With the mammographic findings of an edema pattern, the patient typically has thickened skin on clinical exam (peau d'orange) and an enlarged, heavy breast. The compressed thickness of the affected breast may be significantly greater than that of the opposite breast. With mastitis or inflammatory breast cancer the breast is usually markedly reddened, tender, and hard. The physiologic cause of an edema pattern is distention of dermal lymphatics by fluid (i.e. in CHF or renal failure), infection (mastitis), or tumor cells (inflammatory breast cancer).
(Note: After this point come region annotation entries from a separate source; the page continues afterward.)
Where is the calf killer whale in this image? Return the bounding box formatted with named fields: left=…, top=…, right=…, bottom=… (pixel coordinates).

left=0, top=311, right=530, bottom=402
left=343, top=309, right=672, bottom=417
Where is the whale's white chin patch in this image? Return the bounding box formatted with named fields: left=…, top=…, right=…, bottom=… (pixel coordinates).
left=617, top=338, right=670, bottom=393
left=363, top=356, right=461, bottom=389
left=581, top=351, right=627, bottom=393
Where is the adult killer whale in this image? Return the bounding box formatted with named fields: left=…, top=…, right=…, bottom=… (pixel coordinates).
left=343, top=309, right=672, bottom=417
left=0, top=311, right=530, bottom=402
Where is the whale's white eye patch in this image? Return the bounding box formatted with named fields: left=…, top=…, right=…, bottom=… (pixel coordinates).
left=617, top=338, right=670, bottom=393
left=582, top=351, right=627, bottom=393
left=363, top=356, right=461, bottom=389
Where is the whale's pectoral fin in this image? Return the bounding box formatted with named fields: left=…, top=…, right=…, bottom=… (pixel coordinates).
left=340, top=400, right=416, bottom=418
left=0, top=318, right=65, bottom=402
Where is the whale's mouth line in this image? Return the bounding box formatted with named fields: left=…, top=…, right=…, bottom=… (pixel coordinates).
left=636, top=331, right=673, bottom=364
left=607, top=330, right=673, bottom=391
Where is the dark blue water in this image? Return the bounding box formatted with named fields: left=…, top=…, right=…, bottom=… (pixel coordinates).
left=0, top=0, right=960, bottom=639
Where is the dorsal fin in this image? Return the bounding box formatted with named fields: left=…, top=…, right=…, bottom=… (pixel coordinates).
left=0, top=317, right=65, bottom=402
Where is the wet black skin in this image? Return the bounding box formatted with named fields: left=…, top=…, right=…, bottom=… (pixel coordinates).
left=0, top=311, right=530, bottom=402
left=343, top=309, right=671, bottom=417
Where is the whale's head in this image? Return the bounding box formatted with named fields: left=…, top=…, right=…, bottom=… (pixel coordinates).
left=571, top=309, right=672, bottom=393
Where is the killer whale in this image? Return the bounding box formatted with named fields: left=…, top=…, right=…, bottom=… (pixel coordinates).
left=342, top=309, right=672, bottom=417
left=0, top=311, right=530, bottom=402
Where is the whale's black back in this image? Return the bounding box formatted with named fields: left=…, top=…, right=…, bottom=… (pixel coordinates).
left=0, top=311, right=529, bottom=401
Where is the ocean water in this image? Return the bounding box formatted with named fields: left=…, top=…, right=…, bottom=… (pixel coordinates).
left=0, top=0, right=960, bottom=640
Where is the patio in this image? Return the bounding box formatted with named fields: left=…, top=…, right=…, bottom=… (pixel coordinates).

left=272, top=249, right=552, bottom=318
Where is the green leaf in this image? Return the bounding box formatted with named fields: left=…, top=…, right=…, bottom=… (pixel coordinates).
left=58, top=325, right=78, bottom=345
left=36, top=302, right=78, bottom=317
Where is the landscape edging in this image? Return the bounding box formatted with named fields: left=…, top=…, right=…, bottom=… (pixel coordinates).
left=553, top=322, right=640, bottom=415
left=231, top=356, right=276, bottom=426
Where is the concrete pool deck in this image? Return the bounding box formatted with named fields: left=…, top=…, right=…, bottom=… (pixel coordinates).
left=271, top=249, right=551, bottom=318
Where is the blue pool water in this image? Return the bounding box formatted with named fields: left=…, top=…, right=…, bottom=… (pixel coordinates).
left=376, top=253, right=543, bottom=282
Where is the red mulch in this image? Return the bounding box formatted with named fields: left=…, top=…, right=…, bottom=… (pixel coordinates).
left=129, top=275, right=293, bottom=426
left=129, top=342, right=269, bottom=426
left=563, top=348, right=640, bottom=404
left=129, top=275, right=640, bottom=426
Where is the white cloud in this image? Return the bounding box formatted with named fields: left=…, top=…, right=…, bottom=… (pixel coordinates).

In this particular patient, further clinical history included a recent hospital admission for diverticulosis and lower GI bleeding requiring blood transfusions and fluid replacement. She reported a history of two prior cardiac angioplasties and is currently on 60 mg daily of furosemide. She reports that she sleeps exclusively on the right side, thereby accounting for the asymmetrical edema pattern. Clinical examination demonstrated a markedly enlarged thickened right breast. The patient was also noted to have 3+ pitting edema of both lower legs. She did not appear dyspneic.

Diagnosis:
Congestive heart failure with asymmetrical breast edema.

References

  1. Gold RH, Montgomery CK, Minagi H, Annes GP. The significance of mammary skin thickening in disorders other than primary carcinoma: a roentgenologic-pathologic correlation. Amer J Radiol  1971;112: 613-621.
  2. Droulias CA, Sewell CW, McSweeney MB, Powell RW. Inflammatory carcinoma of the breast: a correlation of clinical, radiologic and pathologic findings.  Ann Surg 1976; 184: 217-222.
  3. Keller RJ, Herman G. Unilateral edema simulating inflammatory carcinoma of the breast. Breast Dis 1990; 3: 61-74.